This is a reimplementation of the netatalk CNID database support that
attempts to put all current functionality into a separate daemon
called cnid_dbd. There is one such daemon per netatalk volume. The
underlying database structure is still based on Berkeley DB and the
database format is the same as in the current CNID implementation, so
this can be used as a drop-in replacement.

Advantages: 

- No locking issues or leftover locks due to crashed afpd daemons any
  more. Since there is only one thread of control accessing the
  database, no locking is needed and changes appear atomic.

- Berkeley DB transactions are difficult to get right with several
  processes attempting to access the CNID database simultanously. This 
  is much easier with a single process and the database can be made nearly 
  crashproof this way (at a performance cost).

- No problems with user permissions and access to underlying database
  files, the cnid_dbd process runs under a configurable user
  ID that normally also owns the underlying database
  and can be contacted by whatever afpd daemon accesses a volume.

- If an afpd process crashes, the CNID database is unaffected. If the
  process was making changes to the database at the time of the crash,
  those changes will either be completed (no transactions) or rolled
  back entirely (transactions). If the process was not using the
  database at the time of the crash, no corrective action is
  necessary. In both cases, database consistency is assured.

Disadvantages:

- Performance in an environment of processes sharing the database
  (files) is potentially better for two reasons:

  i)  IPC overhead.
  ii) r/o access to database pages is possible by more than one
      process at once, r/w access is possible for nonoverlapping regions.

  The current implementation of cnid_dbd uses unix domain sockets as
  the IPC mechanism. While this is not the fastest possible method, it
  is very portable and the cnid_dbd IPC mechanisms can be extended to
  use faster IPC (like mmap) on architectures where it is
  supported. As a ballpark figure, 20000 requests/replies to the cnid_dbd
  daemon take about 0.6 seconds on a Pentium III 733 Mhz running Linux
  Kernel 2.4.18 using unix domain sockets. The requests are "empty"
  (no database lookups/changes), so this is just the IPC
  overhead.
  
  I have not measured the effects of the advantages of simultanous
  database access.


Installation and configuration

cnid_dbd is now part of a new CNID framework whereby various CNID
backends (including the ones present so far) can be selected for afpd
as a runtime option for a given volume. The default is to compile
support for all these backends, so normally there is no need to
specify other options to configure. The only exception is
transactional support, which is enabled as the default. If you want to
turn it off use --with-cnid-dbd-txn=no.

In order to turn on cnid_dbd backend support for a given volume, set
the option -cnidscheme:dbd in your AppleVolumes.default file or
equivalent. The default for this parameter is -cnidscheme:cdb.

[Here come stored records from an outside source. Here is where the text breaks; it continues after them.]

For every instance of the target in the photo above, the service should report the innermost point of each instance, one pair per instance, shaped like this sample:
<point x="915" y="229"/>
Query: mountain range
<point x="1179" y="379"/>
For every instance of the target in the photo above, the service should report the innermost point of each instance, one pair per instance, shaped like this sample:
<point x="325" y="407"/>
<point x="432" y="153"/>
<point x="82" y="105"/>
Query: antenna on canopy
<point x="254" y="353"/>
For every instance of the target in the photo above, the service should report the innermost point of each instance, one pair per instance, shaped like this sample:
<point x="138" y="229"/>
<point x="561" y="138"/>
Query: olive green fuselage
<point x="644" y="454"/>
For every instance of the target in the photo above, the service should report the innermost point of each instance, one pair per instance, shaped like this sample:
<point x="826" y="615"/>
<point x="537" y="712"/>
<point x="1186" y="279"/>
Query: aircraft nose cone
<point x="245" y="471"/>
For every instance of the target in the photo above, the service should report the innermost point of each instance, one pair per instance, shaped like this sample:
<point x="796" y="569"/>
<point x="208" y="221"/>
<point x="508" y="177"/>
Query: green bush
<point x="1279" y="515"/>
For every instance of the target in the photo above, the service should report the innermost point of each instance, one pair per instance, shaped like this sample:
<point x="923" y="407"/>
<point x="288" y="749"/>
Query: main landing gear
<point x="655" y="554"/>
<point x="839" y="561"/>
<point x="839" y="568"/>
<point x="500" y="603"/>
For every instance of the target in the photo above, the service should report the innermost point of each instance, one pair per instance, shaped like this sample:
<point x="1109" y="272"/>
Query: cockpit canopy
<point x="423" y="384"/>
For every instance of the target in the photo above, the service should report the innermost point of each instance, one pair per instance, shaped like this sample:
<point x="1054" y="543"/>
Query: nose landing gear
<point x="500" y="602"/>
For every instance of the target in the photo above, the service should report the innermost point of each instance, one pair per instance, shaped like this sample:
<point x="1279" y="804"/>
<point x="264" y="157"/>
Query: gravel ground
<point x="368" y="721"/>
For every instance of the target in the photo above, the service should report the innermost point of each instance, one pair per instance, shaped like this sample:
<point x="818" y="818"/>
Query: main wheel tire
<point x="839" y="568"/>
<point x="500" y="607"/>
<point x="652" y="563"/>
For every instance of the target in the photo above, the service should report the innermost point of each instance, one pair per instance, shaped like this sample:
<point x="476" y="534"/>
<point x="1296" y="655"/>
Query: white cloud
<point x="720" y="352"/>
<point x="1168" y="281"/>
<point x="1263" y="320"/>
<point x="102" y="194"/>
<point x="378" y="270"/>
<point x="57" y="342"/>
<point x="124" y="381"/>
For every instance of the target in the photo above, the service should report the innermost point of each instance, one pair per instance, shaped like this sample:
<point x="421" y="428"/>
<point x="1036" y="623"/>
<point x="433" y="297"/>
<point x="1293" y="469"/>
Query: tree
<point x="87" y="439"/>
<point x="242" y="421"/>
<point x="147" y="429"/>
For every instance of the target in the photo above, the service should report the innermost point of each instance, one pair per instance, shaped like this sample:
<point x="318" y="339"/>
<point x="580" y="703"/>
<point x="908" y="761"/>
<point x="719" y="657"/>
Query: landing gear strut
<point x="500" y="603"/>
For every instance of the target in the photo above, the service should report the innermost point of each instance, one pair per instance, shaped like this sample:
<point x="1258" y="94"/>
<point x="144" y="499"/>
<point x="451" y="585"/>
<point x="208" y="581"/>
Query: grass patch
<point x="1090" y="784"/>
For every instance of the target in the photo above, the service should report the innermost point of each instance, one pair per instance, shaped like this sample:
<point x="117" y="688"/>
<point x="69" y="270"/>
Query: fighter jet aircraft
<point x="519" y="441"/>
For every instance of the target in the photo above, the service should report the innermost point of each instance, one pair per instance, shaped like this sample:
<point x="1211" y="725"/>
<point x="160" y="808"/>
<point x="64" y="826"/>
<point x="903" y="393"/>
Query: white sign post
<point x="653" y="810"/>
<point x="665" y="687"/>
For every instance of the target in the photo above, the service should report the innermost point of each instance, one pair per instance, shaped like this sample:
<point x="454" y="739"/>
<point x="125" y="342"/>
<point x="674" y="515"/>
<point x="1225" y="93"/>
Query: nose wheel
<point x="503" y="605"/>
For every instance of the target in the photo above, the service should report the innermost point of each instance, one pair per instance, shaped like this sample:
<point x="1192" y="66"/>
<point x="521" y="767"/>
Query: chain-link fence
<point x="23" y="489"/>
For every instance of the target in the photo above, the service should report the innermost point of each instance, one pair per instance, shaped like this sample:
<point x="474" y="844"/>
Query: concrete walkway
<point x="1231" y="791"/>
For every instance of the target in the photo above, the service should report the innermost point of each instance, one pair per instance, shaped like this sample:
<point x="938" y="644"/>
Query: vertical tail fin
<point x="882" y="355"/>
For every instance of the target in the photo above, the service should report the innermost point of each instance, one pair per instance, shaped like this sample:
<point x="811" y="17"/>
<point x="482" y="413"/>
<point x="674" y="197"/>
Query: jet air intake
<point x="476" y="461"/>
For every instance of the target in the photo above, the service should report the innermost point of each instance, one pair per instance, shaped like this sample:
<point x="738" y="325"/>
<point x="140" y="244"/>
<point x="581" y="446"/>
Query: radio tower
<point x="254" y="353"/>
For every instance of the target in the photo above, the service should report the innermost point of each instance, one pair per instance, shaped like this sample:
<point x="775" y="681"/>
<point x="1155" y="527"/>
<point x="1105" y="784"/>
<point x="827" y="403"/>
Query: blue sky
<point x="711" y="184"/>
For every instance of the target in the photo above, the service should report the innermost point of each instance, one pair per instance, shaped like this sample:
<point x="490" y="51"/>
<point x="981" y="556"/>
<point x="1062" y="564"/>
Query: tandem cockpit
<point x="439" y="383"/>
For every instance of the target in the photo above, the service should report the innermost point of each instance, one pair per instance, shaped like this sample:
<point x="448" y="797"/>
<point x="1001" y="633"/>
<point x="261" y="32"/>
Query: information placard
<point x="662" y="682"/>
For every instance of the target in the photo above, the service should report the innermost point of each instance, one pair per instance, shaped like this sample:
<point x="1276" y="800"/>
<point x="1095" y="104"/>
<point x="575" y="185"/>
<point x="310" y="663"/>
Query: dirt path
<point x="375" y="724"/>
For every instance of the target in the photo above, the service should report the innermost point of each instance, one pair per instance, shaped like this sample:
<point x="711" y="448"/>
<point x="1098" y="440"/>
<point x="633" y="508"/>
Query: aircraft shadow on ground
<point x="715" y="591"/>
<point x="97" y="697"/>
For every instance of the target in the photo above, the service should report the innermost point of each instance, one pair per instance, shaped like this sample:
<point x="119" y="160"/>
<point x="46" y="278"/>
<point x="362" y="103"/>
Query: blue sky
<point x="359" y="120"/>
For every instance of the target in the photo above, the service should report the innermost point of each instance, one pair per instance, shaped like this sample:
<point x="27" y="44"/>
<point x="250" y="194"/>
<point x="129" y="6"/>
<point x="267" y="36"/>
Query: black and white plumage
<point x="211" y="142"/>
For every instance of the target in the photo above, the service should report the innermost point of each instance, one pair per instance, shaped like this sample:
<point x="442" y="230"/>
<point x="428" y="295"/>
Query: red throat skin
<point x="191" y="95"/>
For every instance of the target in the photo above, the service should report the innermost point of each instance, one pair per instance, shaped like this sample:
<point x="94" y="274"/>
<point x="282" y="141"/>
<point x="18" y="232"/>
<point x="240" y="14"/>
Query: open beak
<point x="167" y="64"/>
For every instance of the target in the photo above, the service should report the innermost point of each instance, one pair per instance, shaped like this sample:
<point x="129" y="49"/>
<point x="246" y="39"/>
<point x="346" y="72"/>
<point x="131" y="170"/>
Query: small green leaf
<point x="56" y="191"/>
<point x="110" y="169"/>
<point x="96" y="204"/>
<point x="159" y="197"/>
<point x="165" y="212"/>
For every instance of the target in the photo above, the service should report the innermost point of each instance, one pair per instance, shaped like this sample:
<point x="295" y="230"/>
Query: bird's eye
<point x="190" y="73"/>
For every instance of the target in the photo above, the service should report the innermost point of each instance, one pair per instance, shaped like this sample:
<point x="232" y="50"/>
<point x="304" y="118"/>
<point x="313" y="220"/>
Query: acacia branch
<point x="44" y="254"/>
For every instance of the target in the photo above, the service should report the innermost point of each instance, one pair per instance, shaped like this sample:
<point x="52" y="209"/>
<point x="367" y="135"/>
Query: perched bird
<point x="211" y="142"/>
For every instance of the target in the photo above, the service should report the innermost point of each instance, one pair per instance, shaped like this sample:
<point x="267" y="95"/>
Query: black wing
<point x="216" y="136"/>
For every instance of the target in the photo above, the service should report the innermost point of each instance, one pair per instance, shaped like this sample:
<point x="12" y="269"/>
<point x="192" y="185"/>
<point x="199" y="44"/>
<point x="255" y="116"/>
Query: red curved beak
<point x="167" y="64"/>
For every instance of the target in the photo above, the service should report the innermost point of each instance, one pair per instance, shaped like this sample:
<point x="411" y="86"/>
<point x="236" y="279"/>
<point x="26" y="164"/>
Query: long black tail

There are two executeables that will be built in etc/cnid_dbd and
installed into the systems binaries directories of netatalk
(e.g. /usr/local/netatalk/sbin or whatever you specify with --sbindir
to configure): cnid_metad and cnid_dbd. cnid_metad should run all the
time with root permissions. It will be notified when an instance of
afpd starts up and will in turn make sure that a cnid_dbd daemon is
started for the volume that afpd wishes to access. The daemon runs as
long as necessary (see the idle_timeout option below) and services any
other instances of afpd that access the volume. You can safely kill it
with SIGTERM, it will be restarted automatically by cnid_metad as soon
as the volume is accessed again.

cnid_metad needs one command line argument, the name of the cnid_dbd
executeable. You can either specify "cnid_dbd" if it is in the path
for cnid_metad or otherwise use the fully qualified pathname to
cnid_dbd, e.g. /usr/local/netatalk/sbin/cnid_dbd. cnid_metad also uses
a unix domain socket to receive requests from afpd. The pathname for
that socket is /tmp/cnid_meta. It should not be deleted while
cnid_metad runs.


cnid_dbd changes to the Berkeley DB directory on startup and sets
effective UID and GID to owner and group of that directory. Database and
supporting files should therefore be writeable by that user/group. cnid_dbd
reads configuration information from the file db_param in the database
directory on startup. If the file does not exist, suitable default
values for all parameters are used. The format for a single parameter
is the parameter name, followed by one or more spaces, followed by the
parameter value, followed by a newline. The following parameters are
currently recognized:

Name               Default

backlog            20
cachesize          1024
nosync             0
flush_frequency    100
flush_interval     30
usock_file         <databasedirectory>/usock
fd_table_size      16
idle_timeout       600


"backlog" specifies the maximum number of connection requests that can
be pending on the unix domain socket cnid_dbd uses. listen(2) has more
information about this value on your system.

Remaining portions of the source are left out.